На одеяле лежала привезённая Антоном московская газета. В «Репертуаре театров» красным карандашом было подчёркнуто названье: «Затюканный апостол», а в рубрике «Окно в природу» — «Медвежий колхоз». Чтоб переменить разговор, Антон стал пододвигать столичные лакомства. Раньше дед поесть любил, в семье острили: готовь бабка хуже, он никогда б на ней не женился. Но теперь дед смотрел равнодушно на осетрину с бужениной, не произнёс «подай мне тельца упитана», а сказал:

— Я уже не хочу ни есть, ни спать, ни жить. Ведь что есть жизнь? Познание Бога, людей, искусства. От богопознания я далёк так же, как восемьдесят лет назад, когда отроком поступил в семинарию. Людей — тут никто не знает ничего, двадцатый век это доказал. Искусство — я читал Чехова, Бунина, я слышал Шаляпина. Что вы можете предложить мне равноценного?

— А театр? Театр двадцатого века? — пошёл в наступленье Антон, держа в резерве МХАТ, который дед любил, был на премьере «Вишнёвого сада». Но резервы вводить не пришлось — дед с порога отверг театр как таковой.

— Что театр? Площадное искусство. Подчинено зрелищности, подмосткам. Насколько Гоголь грубее в «Ревизоре», чем в «Мёртвых душах»! И даже Чехов — уж такой тонкий по сравнению со всеми драматург — насколько примитивнее в пьесах, чем в рассказах.

— Дед, но ты же не станешь отрицать кино.

— Не стану. Немое. Оно почти выбилось в высокое искусство. Но явился звук. А потом и цвет! И всё было кончено — восторжествовала площадность.

— А Эйзенштейн? — его последние фильмы были единственными, которые дед видел после двадцатых годов, сделав для них исключение. (Этому будто бы предшествовал такой разговор. Бабка просит его посетить вместе кинотеатр. Дед: «Мы же были в кинотеатре». — «Конечно, но теперь там идут звуковые фильмы!»)

— Эйзенштейн? Всё у него лучшее, кадры, которые ты сам мне показывал, как он сперва их рисовал, — от немого кино. Да что о нём говорить, — когда во всей фильме «Александр Невский» никто ни разу не перекрестился!

— Разве? Я как-то не обратил…

— Разумеется. Вы этого не замечаете. Великий князь, Святой благоверный князь Александр Невский перед битвой не кладет крестного знамения! Господи, прости, — дед перекрестился.

— Может, режиссёру запретили.

— А что ж ему в «Иване Грозном» церковную службу при коронации — всё начало фильмы — не запретили? Нет, тут другое: там ему самому, вашему великому режиссёру, это и в голову не пришло.

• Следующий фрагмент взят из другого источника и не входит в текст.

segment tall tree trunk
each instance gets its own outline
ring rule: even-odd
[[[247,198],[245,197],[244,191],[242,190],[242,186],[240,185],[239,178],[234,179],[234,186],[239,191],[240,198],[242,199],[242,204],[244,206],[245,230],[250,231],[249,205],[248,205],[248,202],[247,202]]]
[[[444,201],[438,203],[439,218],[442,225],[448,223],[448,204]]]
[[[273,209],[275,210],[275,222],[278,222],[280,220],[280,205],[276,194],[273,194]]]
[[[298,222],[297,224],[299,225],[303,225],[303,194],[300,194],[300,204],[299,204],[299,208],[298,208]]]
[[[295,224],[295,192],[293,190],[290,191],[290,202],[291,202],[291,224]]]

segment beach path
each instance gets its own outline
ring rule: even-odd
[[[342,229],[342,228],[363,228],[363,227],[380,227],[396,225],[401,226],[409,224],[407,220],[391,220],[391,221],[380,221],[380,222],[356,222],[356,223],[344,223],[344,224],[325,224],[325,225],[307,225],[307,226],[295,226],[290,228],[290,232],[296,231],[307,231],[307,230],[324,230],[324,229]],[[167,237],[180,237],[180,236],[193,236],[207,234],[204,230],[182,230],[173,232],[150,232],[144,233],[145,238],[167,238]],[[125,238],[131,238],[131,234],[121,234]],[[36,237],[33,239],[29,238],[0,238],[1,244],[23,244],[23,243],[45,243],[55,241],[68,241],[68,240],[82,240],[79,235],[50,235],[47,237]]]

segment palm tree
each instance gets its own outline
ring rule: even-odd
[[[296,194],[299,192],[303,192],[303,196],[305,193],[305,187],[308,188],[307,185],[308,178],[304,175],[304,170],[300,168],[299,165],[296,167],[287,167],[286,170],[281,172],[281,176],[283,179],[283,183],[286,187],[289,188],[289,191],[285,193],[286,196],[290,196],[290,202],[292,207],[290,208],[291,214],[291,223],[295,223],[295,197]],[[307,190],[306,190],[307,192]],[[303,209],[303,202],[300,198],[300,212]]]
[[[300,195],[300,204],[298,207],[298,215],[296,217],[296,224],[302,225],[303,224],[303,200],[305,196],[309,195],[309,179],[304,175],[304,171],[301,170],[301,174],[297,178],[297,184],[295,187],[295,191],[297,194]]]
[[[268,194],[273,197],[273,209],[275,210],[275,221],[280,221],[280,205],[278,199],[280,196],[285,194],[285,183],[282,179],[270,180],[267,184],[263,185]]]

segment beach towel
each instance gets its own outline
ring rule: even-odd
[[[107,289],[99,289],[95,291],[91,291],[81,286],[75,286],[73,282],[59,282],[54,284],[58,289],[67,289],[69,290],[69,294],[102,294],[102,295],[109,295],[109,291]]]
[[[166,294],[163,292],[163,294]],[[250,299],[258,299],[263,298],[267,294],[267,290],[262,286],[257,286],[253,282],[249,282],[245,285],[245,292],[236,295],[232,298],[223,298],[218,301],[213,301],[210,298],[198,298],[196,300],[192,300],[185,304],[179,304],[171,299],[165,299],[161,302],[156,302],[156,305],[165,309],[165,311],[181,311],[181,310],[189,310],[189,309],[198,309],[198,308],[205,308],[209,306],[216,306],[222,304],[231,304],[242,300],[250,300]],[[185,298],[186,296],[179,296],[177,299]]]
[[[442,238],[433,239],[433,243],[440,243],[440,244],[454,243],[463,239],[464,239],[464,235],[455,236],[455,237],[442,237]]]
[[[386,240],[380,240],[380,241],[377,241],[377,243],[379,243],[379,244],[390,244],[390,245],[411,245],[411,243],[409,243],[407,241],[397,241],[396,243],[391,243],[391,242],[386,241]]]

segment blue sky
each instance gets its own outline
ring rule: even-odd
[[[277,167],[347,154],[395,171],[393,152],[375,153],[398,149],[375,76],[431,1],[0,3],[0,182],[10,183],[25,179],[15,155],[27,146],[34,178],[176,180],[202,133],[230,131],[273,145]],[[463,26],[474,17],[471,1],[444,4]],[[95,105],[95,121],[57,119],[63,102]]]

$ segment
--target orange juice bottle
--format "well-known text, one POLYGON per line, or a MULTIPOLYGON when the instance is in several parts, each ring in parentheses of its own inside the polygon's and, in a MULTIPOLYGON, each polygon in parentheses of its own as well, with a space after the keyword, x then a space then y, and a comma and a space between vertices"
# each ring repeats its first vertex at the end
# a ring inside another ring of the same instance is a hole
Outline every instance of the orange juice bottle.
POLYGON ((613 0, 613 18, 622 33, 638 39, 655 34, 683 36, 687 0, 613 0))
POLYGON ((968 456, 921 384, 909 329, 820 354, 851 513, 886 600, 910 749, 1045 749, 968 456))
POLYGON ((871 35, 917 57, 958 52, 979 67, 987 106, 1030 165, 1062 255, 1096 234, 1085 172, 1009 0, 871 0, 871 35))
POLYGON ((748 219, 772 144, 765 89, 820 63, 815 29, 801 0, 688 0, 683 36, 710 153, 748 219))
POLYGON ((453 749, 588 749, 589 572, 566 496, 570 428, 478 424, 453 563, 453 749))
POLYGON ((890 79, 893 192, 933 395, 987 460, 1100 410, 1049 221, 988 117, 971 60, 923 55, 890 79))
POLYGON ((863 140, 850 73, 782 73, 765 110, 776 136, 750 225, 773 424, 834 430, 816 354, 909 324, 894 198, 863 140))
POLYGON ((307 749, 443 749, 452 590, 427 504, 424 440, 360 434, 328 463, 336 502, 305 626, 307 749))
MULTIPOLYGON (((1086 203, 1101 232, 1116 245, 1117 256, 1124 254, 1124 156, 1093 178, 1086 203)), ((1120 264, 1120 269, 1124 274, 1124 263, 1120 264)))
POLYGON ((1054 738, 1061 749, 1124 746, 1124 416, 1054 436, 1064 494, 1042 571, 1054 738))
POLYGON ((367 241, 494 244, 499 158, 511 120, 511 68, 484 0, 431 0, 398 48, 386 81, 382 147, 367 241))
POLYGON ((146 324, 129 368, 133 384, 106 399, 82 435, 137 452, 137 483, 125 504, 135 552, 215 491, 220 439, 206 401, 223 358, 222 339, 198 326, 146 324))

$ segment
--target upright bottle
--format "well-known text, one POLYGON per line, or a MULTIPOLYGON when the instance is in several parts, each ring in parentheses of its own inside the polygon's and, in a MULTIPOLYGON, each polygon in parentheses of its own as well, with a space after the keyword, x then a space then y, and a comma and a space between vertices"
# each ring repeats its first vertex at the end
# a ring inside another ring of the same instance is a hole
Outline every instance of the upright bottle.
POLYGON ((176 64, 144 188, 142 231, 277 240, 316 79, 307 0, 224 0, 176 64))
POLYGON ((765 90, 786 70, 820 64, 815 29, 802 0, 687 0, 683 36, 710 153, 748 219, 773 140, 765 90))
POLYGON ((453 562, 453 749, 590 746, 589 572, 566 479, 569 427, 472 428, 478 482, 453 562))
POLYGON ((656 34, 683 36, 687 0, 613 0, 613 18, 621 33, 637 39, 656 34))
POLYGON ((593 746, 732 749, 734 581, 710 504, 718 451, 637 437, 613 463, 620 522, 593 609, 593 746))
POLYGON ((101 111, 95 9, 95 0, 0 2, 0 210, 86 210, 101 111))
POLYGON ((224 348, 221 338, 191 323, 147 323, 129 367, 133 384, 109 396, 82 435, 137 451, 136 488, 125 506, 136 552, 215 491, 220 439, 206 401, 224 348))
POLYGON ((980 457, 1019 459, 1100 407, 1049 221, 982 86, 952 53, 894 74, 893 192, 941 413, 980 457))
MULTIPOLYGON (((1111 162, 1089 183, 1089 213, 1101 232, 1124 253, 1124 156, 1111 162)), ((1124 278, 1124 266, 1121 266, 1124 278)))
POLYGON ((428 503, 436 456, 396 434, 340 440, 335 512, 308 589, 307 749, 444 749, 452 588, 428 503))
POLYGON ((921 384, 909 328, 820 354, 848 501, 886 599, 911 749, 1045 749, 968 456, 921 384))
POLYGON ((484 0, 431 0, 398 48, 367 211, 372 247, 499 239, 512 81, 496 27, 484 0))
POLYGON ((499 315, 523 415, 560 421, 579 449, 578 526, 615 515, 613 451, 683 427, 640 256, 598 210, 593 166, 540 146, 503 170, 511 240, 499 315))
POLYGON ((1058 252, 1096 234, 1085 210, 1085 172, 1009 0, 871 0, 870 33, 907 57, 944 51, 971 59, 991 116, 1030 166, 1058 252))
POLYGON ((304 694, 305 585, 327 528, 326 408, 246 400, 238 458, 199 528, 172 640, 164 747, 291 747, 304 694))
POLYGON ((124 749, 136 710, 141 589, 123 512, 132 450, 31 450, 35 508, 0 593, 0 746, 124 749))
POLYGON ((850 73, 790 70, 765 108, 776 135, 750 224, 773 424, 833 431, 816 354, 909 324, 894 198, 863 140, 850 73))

Антон хотел сказать, что с середины и в конце войны к этому отношение было уже другое, но дед по пятилеткам не мерил, для него все годы после семнадцатого были одноцветным советским временем, оттенки его не занимали.

«Как и все люди прошлого века…» — начинал формулировать Антон. Да, прошлого, прошлого века.

Он отправлялся бродить по городу.

Разговоры с дедом почему-то чаще всего наталкивали на тему, которую Антон озаглавливал «О тщете исторической науки». Что может твоя наука, историк Стремоухов? Пугачёвский бунт мы представляем по «Капитанской дочке». Ты занимался Пугачёвым как историк. Много изменили в твоём ощущении эпохи её документы? Будь откровенен.

И появись ещё куча исследований — уточняющих, опровергающих, — пугачёвщина в сознании нации навсегда останется такою, какой изображена в этой повестушке. А война 1812 года? Всегда и во веки веков она пребудет той, которая разворачивается на страницах «Войны и мира». И сколько здесь от случая. Допиши Пушкин «Арапа», мы бы и Петра знали по нему. (Впрочем, даже и так знаем.) Почему? Историческое бытие человека — жизнь во всём её охвате; историческая же наука давно разбилась на истории царствований, формаций, революций, философских учений, историю материальной культуры. Ни в одном научном сочинении человек не дан в скрещении всего этого — а ведь именно в таком перекрестье он пребывает в каждый момент своего существования. И сквозь этот прицел его видит только писатель.